Since we are showing all the points in the plot, there’s no need to show the outliers in the boxplot. That is done by assigning NA to the outlier.shape argument.
# Define custom fill colors for each genre
colors_vis_7 <- c(
"Action" = "#f487b6",
"Documentary" = "#3772FF",
"Short" = "#43B929"
)
# Define axis label color order (to match reordered factor levels)
colors_vis_7_axis <- c("#3772FF", "#43B929", "#f487b6")
# Define custom summary function to display sample sizes for each genre
add_sample <- function(x) {
return(
c(
# Y-position just above the max
y = max(x) + .025,
# Sample size as label
label = length(x)
)
)
}
# Load required packages
library(colorspace) # For color manipulation (darken/lighten)
library(forcats) # For factor reordering with fct_reorder()
library(ggplot2) # For base plotting
library(ggrain) # For raincloud-style plots
# Create the raincloud plot
ggplot(
movies_ggrain,
aes(
# Reorder genres by median rating
fct_reorder(genre, rating, .desc = TRUE),
rating,
fill = genre,
color = genre
)
) +
# Add raincloud plot (half density + boxplot + jittered points)
geom_rain(
# Draw rain (density) on the right side
rain.side = 'r',
# Customize boxplot style
boxplot.args = list(
color = "black",
# Hide outlier dots
outlier.shape = NA
),
# Set point transparency
point.args = list(alpha = 0.1),
# Jitter points horizontally
point.args.pos = list(position = position_jitter(seed = 1, width = .06))
) +
# Add median values as text labels above each raincloud
stat_summary(
geom = "text",
fun = "median",
aes(
# Format median to 2 decimals
label = round(after_stat(y), 2),
# Darken text color slightly
color = stage(genre, after_scale = darken(color, .2, space = "HLS"))
),
size = 3.5,
vjust = -5
) +
# Add sample size (n =) labels using custom summary function
stat_summary(
geom = "text",
fun.data = add_sample,
aes(
label = paste("n =", after_stat(label)),
color = stage(genre, after_scale = darken(color, .2, space = "HLS"))
),
size = 3.5,
hjust = -0.25
) +
# Manually set outline (color) values — darker than fill
scale_color_manual(
values = colors_vis_7,
# Hide color legend
guide = "none"
) +
# Manually set fill colors (lightened versions of outline)
scale_fill_manual(
values = lighten(colors_vis_7, .4, space = "HLS"),
# Hide fill legend
guide = "none"
) +
# Set y-axis ticks at whole rating points (1 to 10)

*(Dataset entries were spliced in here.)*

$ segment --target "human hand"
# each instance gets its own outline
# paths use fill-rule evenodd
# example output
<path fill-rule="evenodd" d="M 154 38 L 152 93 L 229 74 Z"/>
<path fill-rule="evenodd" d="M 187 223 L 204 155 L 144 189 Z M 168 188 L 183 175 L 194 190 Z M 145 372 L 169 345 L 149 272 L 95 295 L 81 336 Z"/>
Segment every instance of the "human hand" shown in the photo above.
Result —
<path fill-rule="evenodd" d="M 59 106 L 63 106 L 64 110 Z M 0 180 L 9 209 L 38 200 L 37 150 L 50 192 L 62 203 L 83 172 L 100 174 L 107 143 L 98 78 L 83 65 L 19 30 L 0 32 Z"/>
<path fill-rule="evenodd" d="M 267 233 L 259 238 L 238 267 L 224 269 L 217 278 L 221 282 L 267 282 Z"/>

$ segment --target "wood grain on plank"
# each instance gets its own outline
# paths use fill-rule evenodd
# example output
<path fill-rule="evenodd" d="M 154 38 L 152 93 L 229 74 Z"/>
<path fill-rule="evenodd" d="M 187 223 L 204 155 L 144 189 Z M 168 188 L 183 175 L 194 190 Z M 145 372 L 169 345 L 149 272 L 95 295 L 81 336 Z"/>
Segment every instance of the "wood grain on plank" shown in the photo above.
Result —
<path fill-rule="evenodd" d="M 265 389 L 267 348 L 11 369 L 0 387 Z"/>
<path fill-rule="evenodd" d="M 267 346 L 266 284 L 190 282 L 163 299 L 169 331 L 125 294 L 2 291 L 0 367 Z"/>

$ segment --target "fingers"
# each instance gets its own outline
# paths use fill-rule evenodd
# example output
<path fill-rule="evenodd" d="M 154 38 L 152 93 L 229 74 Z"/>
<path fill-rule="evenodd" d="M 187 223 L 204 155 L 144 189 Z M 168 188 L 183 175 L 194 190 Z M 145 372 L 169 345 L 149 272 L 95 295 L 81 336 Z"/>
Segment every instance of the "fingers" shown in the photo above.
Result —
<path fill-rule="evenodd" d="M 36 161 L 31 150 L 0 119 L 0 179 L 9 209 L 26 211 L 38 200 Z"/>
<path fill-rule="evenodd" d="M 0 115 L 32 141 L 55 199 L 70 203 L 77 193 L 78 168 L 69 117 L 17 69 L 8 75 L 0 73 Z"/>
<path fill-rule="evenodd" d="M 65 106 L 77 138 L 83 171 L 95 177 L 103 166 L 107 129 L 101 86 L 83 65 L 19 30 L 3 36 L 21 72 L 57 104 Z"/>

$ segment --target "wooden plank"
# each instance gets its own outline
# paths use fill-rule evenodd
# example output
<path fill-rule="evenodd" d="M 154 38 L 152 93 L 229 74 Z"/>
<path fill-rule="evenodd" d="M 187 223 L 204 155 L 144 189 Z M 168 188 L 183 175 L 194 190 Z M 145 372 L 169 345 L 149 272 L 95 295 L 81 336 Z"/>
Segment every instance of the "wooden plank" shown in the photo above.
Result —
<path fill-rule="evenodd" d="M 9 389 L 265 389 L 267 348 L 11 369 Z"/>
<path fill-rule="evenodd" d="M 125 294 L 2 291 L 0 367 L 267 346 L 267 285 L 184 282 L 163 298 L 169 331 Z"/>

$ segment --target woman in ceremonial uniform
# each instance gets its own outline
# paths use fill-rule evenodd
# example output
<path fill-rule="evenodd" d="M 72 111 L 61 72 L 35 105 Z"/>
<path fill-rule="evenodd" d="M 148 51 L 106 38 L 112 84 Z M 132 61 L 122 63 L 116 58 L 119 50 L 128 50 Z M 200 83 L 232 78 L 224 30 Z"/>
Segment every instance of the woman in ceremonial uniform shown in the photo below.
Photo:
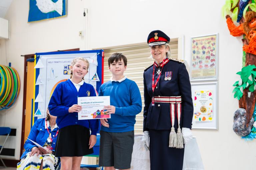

scale_y_continuous(breaks = seq(1, 10, by = 1)) +
# Flip axes for horizontal layout. Allow text to extend outside plot area
coord_flip(xlim = c(1.4, NA), clip = "off") +
# Add plot labels
labs(
x = NULL,
y = NULL,
title = "Documentaries have, on average, the best ratings",
subtitle = "Distribution of IMDB ratings (from 2000 to 2005) by genre",
caption = "Data: IMDB movies (1893-2005) | Visualization: Antti Rask"
) +
# Apply a clean minimal theme
theme_minimal() +
# Customize text, grid, and spacing
theme(
axis.text.y = element_text(
color = darken(colors_vis_7_axis, .1, space = "HLS"),
face = "bold",
size = 12
),
panel.grid.major.y = element_blank(),
panel.grid.minor = element_blank(),
plot.title = element_text(
face = "bold",
size = 14
),
plot.title.position = "plot",
plot.subtitle = element_text(
color = "grey40",
margin = margin(0, 0, 10, 0),
size = 12
),
plot.caption = element_text(
color = "grey40",
margin = margin(15, 0, 0, 0)
),
plot.margin = margin(15, 45, 10, 15),
text = element_text(family = "wqy-microhei"),
)
This way, we have the best of all three worlds. We can see that the Documentary genre has the highest median. It also has the strongest concentration of points (which also shows in the half-violin) around the median. Especially compared to Action.